(Kapatılan) 6. Hukuk Dairesi 2009/12157 E. , 2010/3760 K.
"İçtihat Metni"MAHKEMESİ :Asliye Hukuk Mahkemesi
Mahalli mahkemesinden verilmiş bulunan yukarıda tarih ve numarası yazılı tapu iptali, tescil, paydaşlıktan çıkarma davasına dair karar davalı tarafından süresi içinde temyiz edilmiş olmakla dosyadaki bütün kağıtlar okunup gereği görüşülüp düşünüldü.
Uyuşmazlık paydaşlıktan çıkarılması istemine ilişkindir. Mahkemece istemin kabulüne karar verilmiş hüküm davalı tarafından temyiz edilmiştir.
Davacı vekili, davacıların taşınmaz üzerinde bina inşası için bir müteahhitle kat karşılığı inşaat sözleşmesi yapmak üzere anlaşma yapılacağını davalıya bildirdiğini, ancak davalının hiçbir şekilde davacılar ile ortak hareket etmeyeceğini, taşınmaz üzerine kendisinin bina yapmak için hisseyi satın aldığını bildirdiğini, tüm girişimlerin sonuçsuz kaldığını davalının tutum ve davranışının müvekkili için çekilmez hal aldığını belirterek davalının paydaşlıktan çıkarılmasını istemiştir. Davalı, davanın reddine karar verilmesini savunmuştur. Mahkeme, davanın kabulüne karar vermiştir.
3678 Sayılı Yasa ile Medeni Kanunun 626. maddesine eklenen 626/a maddesi gereğince hissedarlıktan çıkarma kararı verilebilmesi için,
a) Bir paydaşın tutum ve davranışı ile diğer paydaşların tümüne veya bir kısmına karşı olan yükümlülüklerini ağır surette ihlal etmesi,
b) Bu davranışı yüzünden müşterek mülkiyet ilişkisinin devamının çekilmez hale gelmesi gerekmektedir.
Maddede bahsedilen yükümlülüklerin ağır surette ihlali deyiminden kusurun özel bir yoğunlukta ve önemde bulunması amaçlanmıştır.
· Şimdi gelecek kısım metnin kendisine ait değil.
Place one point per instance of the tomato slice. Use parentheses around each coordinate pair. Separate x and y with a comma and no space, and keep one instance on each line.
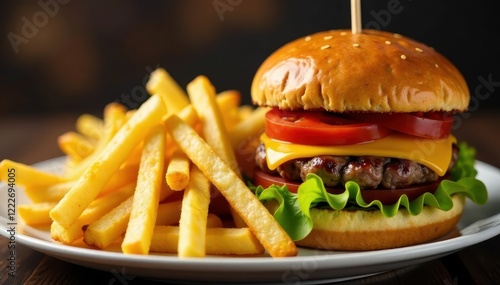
(432,125)
(386,196)
(320,128)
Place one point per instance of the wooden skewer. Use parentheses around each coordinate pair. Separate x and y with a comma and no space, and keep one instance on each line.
(355,16)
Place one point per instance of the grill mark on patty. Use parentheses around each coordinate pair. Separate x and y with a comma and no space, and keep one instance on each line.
(368,172)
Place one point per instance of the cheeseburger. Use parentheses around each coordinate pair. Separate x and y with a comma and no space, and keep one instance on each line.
(357,152)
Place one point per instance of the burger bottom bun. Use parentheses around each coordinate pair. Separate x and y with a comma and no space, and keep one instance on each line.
(370,230)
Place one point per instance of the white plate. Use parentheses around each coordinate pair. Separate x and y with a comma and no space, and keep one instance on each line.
(478,224)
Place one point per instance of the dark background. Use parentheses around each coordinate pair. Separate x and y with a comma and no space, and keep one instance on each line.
(88,53)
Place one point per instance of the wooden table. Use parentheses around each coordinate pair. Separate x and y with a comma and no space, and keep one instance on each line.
(30,139)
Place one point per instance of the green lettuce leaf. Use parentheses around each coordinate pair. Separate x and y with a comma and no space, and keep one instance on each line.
(293,209)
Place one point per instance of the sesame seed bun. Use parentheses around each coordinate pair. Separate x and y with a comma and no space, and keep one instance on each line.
(373,71)
(370,230)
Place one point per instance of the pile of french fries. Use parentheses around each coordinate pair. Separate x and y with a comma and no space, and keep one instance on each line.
(165,177)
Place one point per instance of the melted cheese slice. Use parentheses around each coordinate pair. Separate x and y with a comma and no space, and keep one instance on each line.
(435,154)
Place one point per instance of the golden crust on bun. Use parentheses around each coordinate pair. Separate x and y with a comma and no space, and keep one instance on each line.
(374,71)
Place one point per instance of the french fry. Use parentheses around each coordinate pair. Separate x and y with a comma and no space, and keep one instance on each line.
(90,126)
(219,241)
(75,146)
(51,193)
(203,98)
(172,95)
(263,225)
(36,214)
(169,213)
(213,221)
(92,213)
(99,173)
(178,169)
(147,194)
(202,95)
(27,175)
(114,118)
(229,101)
(193,220)
(123,176)
(109,227)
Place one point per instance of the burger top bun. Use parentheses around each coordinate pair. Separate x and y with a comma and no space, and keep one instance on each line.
(373,71)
Ağır surette ihlal unsurunun gerçekleşebilmesi için paydaşın kasten ve bilerek müşterek mülkiyet ilişkisinin devamını çekilmez hale getirmesi gerekir. Fiilin işleniş tarzı, paydaşların sosyal ve ekonomik koşulları ile objektif iyi niyet kuralları değerlendirilerek, her olayın özelliğine göre hakkaniyete uygun adil bir çözüm getirilmelidir.
Olayımıza gelince; davalının malik olduğu taşınmazda kendine ait bina yapmak amacıyla davacılar ile birlikte kat karşılığı inşaat sözleşmesine katılmak istememesi
taşınmazdaki kullanma hakkının yasal bir sonucu olup müşterek mülkiyet ilişkisinin ağır surette ihlali anlamına gelmediği gibi paydaşlığı çekilmez hale de getirmez. Bu nedenle davanın reddine karar vermek gerekirken, yazılı şekilde hüküm kurulması doğru değildir.
Hüküm bu nedenle bozulmalıdır.
SONUÇ: Yukarıda açıklanan nedenle temyiz itirazlarının kabulü ile H.U.M.K. nun 428.maddesi uyarınca hükmün BOZULMASINA, istek halinde peşin alınan temyiz harcının temyiz edene iadesine, 01.04.2010 tarihinde oybirliğiyle karar verildi.